Scottsdale, Arizona - part of the traditional American frontier. The organizers of MediaPost’s TV and Video Insider Summit corralled an eclectic posse of video ad-slinging mavericks and I was glad to be among them to talk about how pharma marketing and addressable TV can make great partners.
Forgoing the traditional covered wagon, I journeyed south to share the insights we gained after running an addressable television test for a healthcare company that achieved considerable success.
We had approached the test by overlaying likelihood to convert to the brand-consumer data on top of sales data by DMA. The test was successful and will provide benchmarks and learning for how we can approach addressable in the future: both for large national brands that could benefit from pockets of heavy-up messaging and brands that need to focus on a smaller geographic footprint to reduce out of pocket spending. We also garnered great additional insights about how television works to deliver different audience segments, and how we need to continue to diversify the portfolio to reach all of our audiences.
There are a lot of new opportunities available for pharma marketers in the video space to reach these audiences and it was exciting to be able to join the conversation in Scottsdale. Here is an overview of the opportunities discussed:
Linear TV usually references traditional broadcast or cable network programming. A supply-and-demand-driven marketplace, it continues to mostly be bought and sold manually with several rounds of negotiations.
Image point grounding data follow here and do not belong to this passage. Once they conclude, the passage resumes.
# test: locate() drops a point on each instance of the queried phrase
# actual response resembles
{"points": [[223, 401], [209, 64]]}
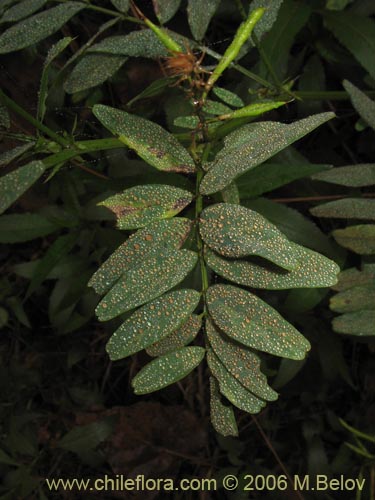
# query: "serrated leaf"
{"points": [[252, 145], [143, 283], [152, 322], [165, 9], [231, 388], [360, 239], [228, 97], [313, 271], [357, 298], [93, 70], [167, 369], [356, 33], [250, 321], [270, 176], [17, 228], [140, 205], [359, 175], [37, 27], [156, 237], [236, 231], [22, 10], [360, 323], [151, 142], [241, 362], [347, 208], [199, 16], [13, 154], [363, 104], [179, 338], [222, 417], [121, 5], [14, 184]]}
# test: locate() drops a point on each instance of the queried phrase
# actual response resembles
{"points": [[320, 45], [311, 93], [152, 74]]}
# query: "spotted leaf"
{"points": [[140, 205], [181, 337], [147, 242], [248, 320], [167, 369], [152, 322], [150, 279], [252, 145], [151, 142], [235, 231]]}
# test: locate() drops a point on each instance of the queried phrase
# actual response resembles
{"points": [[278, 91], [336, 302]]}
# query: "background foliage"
{"points": [[67, 410]]}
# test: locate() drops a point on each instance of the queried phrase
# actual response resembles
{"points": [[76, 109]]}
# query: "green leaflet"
{"points": [[363, 104], [152, 322], [357, 298], [151, 142], [270, 176], [150, 279], [236, 231], [14, 184], [228, 97], [167, 369], [37, 27], [17, 228], [360, 323], [313, 271], [241, 362], [181, 337], [231, 388], [356, 33], [22, 10], [347, 208], [138, 206], [252, 145], [351, 175], [222, 417], [166, 9], [199, 16], [157, 236], [92, 70], [360, 239], [250, 321]]}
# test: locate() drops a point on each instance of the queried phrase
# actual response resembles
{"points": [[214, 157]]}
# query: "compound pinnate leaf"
{"points": [[151, 142], [222, 416], [15, 228], [167, 369], [356, 33], [152, 322], [313, 271], [22, 10], [248, 320], [138, 206], [252, 145], [92, 70], [14, 184], [243, 364], [179, 338], [143, 283], [360, 239], [37, 27], [165, 9], [231, 388], [235, 231], [350, 175], [360, 323], [199, 16], [347, 208], [357, 298], [157, 236]]}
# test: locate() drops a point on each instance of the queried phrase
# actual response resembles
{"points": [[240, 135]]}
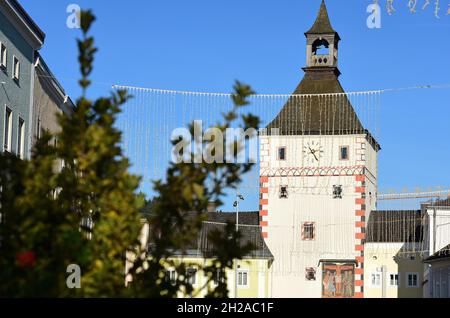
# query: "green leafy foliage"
{"points": [[74, 202]]}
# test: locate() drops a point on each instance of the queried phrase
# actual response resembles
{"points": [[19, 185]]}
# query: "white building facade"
{"points": [[318, 182]]}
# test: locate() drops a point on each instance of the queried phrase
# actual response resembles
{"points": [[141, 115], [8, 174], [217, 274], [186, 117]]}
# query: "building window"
{"points": [[219, 276], [310, 274], [282, 153], [171, 276], [344, 153], [16, 68], [412, 280], [283, 192], [375, 279], [3, 56], [243, 278], [337, 192], [394, 280], [191, 275], [8, 130], [21, 139], [308, 231]]}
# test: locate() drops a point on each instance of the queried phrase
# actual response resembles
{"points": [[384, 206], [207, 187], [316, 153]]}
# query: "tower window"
{"points": [[21, 139], [284, 192], [191, 275], [171, 276], [243, 278], [321, 47], [337, 192], [8, 129], [2, 56], [310, 274], [412, 280], [16, 68], [282, 153], [344, 153], [308, 231]]}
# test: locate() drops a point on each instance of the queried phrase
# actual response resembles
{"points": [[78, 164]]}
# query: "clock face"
{"points": [[313, 152]]}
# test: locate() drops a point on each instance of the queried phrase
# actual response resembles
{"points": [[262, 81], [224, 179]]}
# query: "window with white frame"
{"points": [[375, 279], [344, 153], [21, 139], [171, 276], [282, 153], [243, 278], [219, 276], [284, 192], [310, 274], [8, 130], [308, 231], [412, 280], [337, 192], [394, 280], [16, 68], [191, 275], [3, 55]]}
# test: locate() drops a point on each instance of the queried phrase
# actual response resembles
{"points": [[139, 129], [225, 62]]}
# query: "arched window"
{"points": [[321, 47]]}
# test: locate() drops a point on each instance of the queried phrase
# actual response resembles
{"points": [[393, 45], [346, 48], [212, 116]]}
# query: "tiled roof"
{"points": [[201, 246], [395, 227], [442, 254]]}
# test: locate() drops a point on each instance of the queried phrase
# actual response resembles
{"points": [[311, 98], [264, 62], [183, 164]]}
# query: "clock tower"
{"points": [[318, 180]]}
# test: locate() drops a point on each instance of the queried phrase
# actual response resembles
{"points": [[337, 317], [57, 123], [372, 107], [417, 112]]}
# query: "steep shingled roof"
{"points": [[314, 115]]}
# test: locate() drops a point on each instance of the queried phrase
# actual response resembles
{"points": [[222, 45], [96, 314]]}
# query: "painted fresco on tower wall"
{"points": [[338, 280]]}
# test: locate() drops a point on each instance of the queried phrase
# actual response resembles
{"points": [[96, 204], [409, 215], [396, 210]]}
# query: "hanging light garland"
{"points": [[412, 5]]}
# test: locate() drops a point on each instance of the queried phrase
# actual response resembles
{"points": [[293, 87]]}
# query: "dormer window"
{"points": [[284, 192], [282, 153]]}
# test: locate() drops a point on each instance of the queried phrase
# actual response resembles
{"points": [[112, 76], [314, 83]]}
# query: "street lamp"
{"points": [[239, 198]]}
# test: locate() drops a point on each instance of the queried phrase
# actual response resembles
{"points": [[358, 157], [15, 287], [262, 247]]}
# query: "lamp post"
{"points": [[239, 198]]}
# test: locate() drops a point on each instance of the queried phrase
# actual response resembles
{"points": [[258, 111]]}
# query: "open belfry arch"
{"points": [[317, 144]]}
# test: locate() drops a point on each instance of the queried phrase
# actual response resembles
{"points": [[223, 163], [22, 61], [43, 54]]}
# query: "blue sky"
{"points": [[204, 45]]}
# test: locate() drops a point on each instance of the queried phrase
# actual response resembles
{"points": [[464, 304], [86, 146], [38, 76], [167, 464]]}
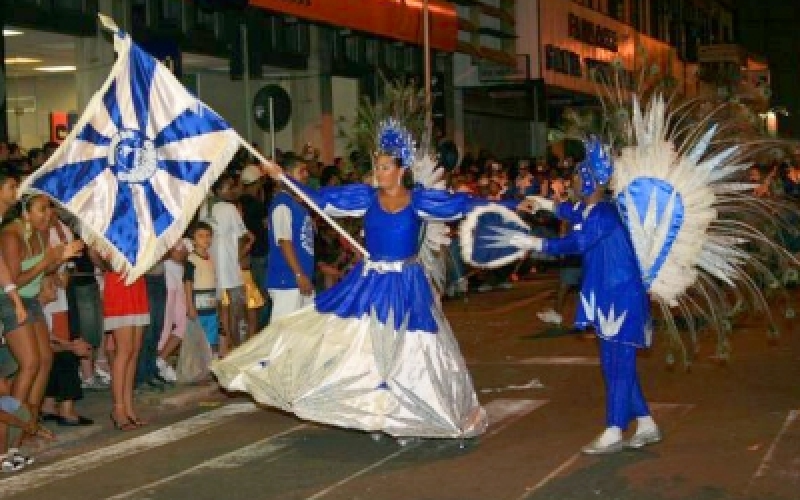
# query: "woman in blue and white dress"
{"points": [[374, 352]]}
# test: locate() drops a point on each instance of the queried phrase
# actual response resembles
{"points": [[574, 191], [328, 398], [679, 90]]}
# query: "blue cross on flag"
{"points": [[139, 161]]}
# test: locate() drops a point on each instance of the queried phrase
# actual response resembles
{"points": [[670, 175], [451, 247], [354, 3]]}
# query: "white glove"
{"points": [[542, 203], [527, 242]]}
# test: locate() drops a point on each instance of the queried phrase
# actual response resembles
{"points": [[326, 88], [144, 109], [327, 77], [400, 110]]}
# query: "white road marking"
{"points": [[256, 451], [504, 412], [766, 462], [533, 384], [557, 472], [91, 460], [655, 408], [545, 360], [501, 414], [363, 471]]}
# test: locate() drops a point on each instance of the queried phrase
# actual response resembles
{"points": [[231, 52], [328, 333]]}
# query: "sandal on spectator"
{"points": [[78, 421], [19, 459], [8, 464], [124, 426]]}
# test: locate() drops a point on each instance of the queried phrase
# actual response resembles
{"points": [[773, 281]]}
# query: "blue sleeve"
{"points": [[438, 204], [595, 228], [350, 200], [570, 212]]}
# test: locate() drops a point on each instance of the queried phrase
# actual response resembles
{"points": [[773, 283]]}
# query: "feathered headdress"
{"points": [[394, 139], [597, 168]]}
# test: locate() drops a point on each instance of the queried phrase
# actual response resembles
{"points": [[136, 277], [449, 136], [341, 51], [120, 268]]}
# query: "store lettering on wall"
{"points": [[591, 34], [569, 63]]}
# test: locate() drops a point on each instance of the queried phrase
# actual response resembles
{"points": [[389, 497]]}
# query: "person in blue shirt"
{"points": [[374, 352], [613, 300], [290, 264]]}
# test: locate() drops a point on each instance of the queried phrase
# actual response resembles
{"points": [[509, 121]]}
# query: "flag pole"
{"points": [[272, 129], [299, 192]]}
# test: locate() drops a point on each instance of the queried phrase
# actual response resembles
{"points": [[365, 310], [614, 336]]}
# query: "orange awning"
{"points": [[396, 19]]}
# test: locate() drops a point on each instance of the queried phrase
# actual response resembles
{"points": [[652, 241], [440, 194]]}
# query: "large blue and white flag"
{"points": [[139, 162]]}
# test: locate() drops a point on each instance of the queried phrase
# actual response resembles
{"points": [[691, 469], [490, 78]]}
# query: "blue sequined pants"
{"points": [[624, 398]]}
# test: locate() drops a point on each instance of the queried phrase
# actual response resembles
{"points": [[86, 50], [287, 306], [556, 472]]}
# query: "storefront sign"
{"points": [[592, 34], [562, 61], [396, 19]]}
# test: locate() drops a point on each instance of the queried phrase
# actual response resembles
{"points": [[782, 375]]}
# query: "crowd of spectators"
{"points": [[72, 299]]}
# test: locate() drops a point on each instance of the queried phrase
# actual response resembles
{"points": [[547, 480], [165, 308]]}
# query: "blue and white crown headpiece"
{"points": [[596, 168], [396, 140]]}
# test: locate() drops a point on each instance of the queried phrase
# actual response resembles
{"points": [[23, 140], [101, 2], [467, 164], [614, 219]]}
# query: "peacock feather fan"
{"points": [[696, 226]]}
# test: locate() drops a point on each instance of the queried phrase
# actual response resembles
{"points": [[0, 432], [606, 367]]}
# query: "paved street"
{"points": [[731, 431]]}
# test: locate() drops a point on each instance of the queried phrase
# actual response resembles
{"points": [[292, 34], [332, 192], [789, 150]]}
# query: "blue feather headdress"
{"points": [[394, 139], [596, 168]]}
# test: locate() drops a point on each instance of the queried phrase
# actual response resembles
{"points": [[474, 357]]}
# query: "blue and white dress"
{"points": [[374, 352]]}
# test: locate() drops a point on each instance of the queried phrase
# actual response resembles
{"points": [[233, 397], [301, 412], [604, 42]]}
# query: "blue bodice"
{"points": [[391, 235]]}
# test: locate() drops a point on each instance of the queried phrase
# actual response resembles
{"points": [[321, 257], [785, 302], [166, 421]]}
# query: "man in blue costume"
{"points": [[613, 296]]}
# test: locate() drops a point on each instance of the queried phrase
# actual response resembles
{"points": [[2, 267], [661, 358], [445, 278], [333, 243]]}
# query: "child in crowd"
{"points": [[200, 283], [175, 310]]}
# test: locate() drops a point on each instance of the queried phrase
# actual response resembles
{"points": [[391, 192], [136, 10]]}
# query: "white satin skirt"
{"points": [[359, 374]]}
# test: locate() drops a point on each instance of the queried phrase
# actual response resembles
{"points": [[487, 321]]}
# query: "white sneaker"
{"points": [[103, 375], [94, 383], [550, 316], [166, 371]]}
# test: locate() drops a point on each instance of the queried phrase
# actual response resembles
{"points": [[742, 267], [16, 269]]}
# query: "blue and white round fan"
{"points": [[485, 236]]}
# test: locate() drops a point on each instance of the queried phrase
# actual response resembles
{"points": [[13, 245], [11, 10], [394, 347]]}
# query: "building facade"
{"points": [[323, 55]]}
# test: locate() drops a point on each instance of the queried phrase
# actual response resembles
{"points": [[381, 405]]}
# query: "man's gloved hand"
{"points": [[541, 203], [527, 242]]}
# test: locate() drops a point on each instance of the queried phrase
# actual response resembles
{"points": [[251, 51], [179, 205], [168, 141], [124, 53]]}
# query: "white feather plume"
{"points": [[708, 251]]}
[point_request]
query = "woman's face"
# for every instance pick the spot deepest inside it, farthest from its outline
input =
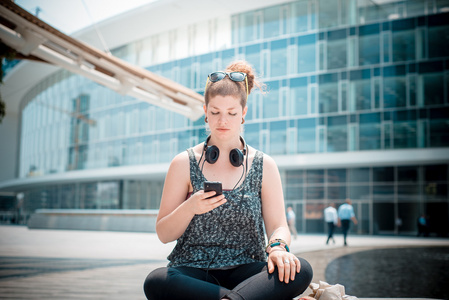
(224, 115)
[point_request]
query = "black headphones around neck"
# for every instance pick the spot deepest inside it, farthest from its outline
(236, 156)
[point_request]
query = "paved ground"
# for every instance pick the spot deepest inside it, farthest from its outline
(61, 264)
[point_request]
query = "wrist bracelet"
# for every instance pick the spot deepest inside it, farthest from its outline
(277, 242)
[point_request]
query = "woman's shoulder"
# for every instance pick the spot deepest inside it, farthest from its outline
(183, 158)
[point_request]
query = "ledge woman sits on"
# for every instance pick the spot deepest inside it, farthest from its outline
(221, 251)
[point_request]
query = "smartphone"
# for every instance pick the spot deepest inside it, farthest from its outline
(213, 186)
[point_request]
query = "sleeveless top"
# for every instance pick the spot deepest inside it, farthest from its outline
(229, 235)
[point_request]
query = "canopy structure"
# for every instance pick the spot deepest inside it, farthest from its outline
(34, 39)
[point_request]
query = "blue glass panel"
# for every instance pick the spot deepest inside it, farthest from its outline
(271, 100)
(405, 24)
(307, 53)
(369, 29)
(278, 137)
(336, 176)
(315, 176)
(439, 127)
(438, 41)
(404, 47)
(383, 174)
(369, 49)
(395, 94)
(336, 54)
(336, 35)
(252, 55)
(369, 118)
(430, 67)
(328, 97)
(359, 175)
(271, 25)
(337, 134)
(298, 97)
(438, 20)
(306, 135)
(279, 58)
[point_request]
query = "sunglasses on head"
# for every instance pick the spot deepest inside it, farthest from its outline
(234, 76)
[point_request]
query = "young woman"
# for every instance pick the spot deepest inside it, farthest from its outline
(221, 250)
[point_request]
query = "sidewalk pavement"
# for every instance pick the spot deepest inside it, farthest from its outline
(62, 264)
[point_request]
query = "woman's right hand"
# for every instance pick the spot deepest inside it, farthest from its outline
(200, 203)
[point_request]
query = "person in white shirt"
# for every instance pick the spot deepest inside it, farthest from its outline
(345, 215)
(331, 218)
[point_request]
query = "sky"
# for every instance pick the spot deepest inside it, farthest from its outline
(70, 16)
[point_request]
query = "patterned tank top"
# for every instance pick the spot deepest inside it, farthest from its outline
(229, 235)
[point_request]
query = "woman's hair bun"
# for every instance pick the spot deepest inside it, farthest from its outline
(245, 67)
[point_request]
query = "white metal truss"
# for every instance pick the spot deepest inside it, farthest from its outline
(32, 37)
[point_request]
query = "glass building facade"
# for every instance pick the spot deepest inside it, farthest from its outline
(343, 76)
While linear continues to decline in viewership, it remains a significant percentage of overall video consumption by adults. According to the Nielsen 1Q Total Audience Report, adults spent four hours and 46 minutes watching live and time-shifted TV per day, compared to 46 minutes watching on TV-connected devices, and 10 minutes watching video on a computer. It should be noted that pharma is one of the biggest industries spending on linear TV, increasing spending in 2018 to $3.73 billion, according to real-time TV ad tracker iSpot.tv.
Over-The-Top Television (OTT)
OTT references content that is delivered outside of any pay television cable provider, and can be viewed on any device. An example of ad-supported providers would be Hulu or Roku, while non-ad supported providers include Netflix or Amazon Prime. According to eMarketer, 58% of households are projected to have access to OTT by 2022. While households tend to stack these technologies on top of linear, sources cited as much as a third of the US television marketplace as only having access to these services. These consumers are called “cord cutters” or “cord nevers” and tend to skew disproportionately younger (18-34).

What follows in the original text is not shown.